Lance Dwayne Rodgers (born January 30, 1955) is an American postwar and contemporary artist, painter, fine art photographer, and musician based in St. Petersburg, Florida.

His art is displayed in many museums, including a permanent display at the James Museum of Western and Wildlife Art. A painting of his is also hanging in the American embassy in Madrid, Spain.

== Personal life ==
Lance Rodgers graduated from Northeast High School in 1973. He was a member of the swimming team, water polo team, German club, Lettemens' club, art club, varsity cheerleader, pep squad, stage band, and "uncle wigglys' board game champion".

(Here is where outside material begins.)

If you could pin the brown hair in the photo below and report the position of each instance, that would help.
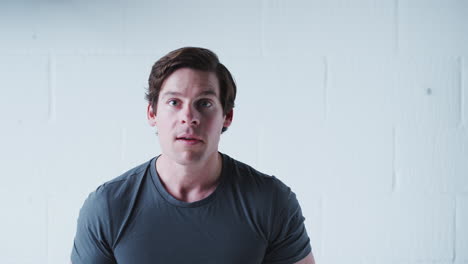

He attended college at Florida State University where he completed his bachelor's in Visual Arts in 1977.

In 2003, Rodgers suffered a major heart complication that prevented him from painting for a couple of years

== Career ==
In 1992, Rodgers became Salt Creek Artworks’ first art tenant. Where he served as the Curator of Exhibitions there for 20 years. Rodgers organized exhibitions, located, and represented painters, sculptors, photographers, potters, performance, and installation artists from all over the United States.

Rodgers regularly hosts charity art auctions. In 1998 he helped raise $30,000 for American Stage. He would regularly perform auctions throughout his career.

The Salt Creek Art Center closed in 2012. Lance Rodgers was the only curator for all of its 20 years.

In 2020 his art was featured at the Left Bank Bistro in St. Petersburg, Florida.